It’s a sickening benchmark to behold, and yet it represents only a fraction of an overall speculation and trafficking marketplace in-progress for FM spectrum ostensibly for noncommercial use.
Here is where our story left off last: Radio Assist Ministry and Edgewater Broadcasting (which are actually one and the same) filed more than 4,000 FM translator construction permit applications during a 2003 FCC filing window for new FM translator stations. In less than two years RAM/EB booked more than $800,000 in revenue by selling batches of translator construction permits to evangelistic mega-churches in the South and West (although a host of smaller transactions also took place).
These churches, in effect, bought permission to build state-wide or regional networks through speculators who snapped up the permits en masse, just for this very purpose.
Now, RAM/EB is billing well into the seven figures after booking several new deals with its biggest clients. According to REC Networks’ Traffick Report:
1. On August 2, 2005 the FCC approved the sale of an FM translator construction permit to serve Dunnellon, Florida from Edgewater Broadcasting to Reach Communications (otherwise known as Calvary Chapel of Fort Lauderdale) for $6,000.
2. On October 21, Reach bought five more translator construction permits in Florida from Edgewater for $80,000.

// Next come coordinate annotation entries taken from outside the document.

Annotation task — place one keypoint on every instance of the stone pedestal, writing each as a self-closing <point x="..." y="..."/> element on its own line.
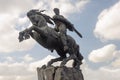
<point x="59" y="73"/>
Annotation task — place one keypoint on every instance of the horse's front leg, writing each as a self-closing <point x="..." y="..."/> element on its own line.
<point x="72" y="56"/>
<point x="54" y="60"/>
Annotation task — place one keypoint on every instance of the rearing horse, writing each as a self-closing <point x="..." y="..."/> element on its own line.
<point x="50" y="39"/>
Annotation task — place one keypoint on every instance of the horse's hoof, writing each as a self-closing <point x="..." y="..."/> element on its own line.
<point x="44" y="66"/>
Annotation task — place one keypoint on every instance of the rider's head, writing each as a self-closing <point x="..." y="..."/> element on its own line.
<point x="56" y="10"/>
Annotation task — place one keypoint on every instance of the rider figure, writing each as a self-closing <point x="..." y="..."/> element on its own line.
<point x="60" y="27"/>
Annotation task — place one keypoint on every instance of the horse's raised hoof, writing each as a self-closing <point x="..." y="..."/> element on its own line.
<point x="44" y="66"/>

3. Three days later, Radio Assist Ministry sold Reach another 17 translator permits in Florida for a cool $234,000.
This is on top of more than $325,000 worth of FM spectrum throughout Florida that Reach Communications had previously purchased from RAM/EB. Cumulatively, RAM/EB has done more than $650,000 in business with Calvary Chapel of Fort Lauderdale alone.
On January 10 of this year, two more notable deals went down:
1. Edgewater Broadcasting closed on the sale of four translator permits to Horizon Christian Fellowship of San Diego, California. Horizon is a variant of the Calvary Chapel “brand” of evangelist Christianity and represents RAM/EB’s second biggest customer: Horizon purchased $219,000 worth of FM spectrum in California and Washington state in 2004. These new construction permits are also for towns in Washington. Cumulative sale price: $24,000.
2. Radio Assist Ministry also sold five translators to Horizon in three states – California, Idaho, and Washington – for $28,000.
In total, RAM/EB’s two biggest customers have dropped more than $917,000 for FM spectrum. These transactions, coupled with the flurry of the aforementioned minor deals, means RAM/EB has now booked combined revenues of more than $1.1 million. Not too shabby for permits that cost nothing to apply for.
Interestingly, some of these latest acquisitions will not be a part of their parent churches’ fledgling media empires. For example, five of Reach Communications’ new stations will actually rebroadcast programming from WAY-FM, another evangelistic translator network-monger. And all of Horizon Christian Fellowship’s latest purchases will relay something different, including several other religious broadcasters as well as the Seattle Public Schools and Spokane Public Radio.
I wonder if, just as they diluted the actual translator applications and transfers between each other, religious broadcasters are now diluting the chain of ownership of their networks themselves – growing them while simultaneously making it (at least on first listen) more difficult to know just who owns what station.
REC’s Traffick Report clearly shows how established evangelist godcasters and spectrum-speculators are trading construction permits so as to strategically target new growth territory and consolidate preexisting coverage areas. Since translators cover just a fraction of the area that a full-power station can, you need many translators to cover the same service area as a single full-power station. Making agreements to rebroadcast one another’s programming is simply the next step in solidifying these broadcasters’ well-entrenched beachhead on the FM dial while diffusing any scrutiny.
Please also keep in mind that this particular chicanery is just one plank in a much larger plan by a scary streak of zealots to transform America into a theocracy. If that sounds nuts, might I direct you to these links, where you can get some learn on. The level of finely-tuned organization and money behind the translator invasion is but one part of a larger and very real crusade that is getting little to no coverage. And my attempts to dig into it have only scratched the surface of this particular aspect.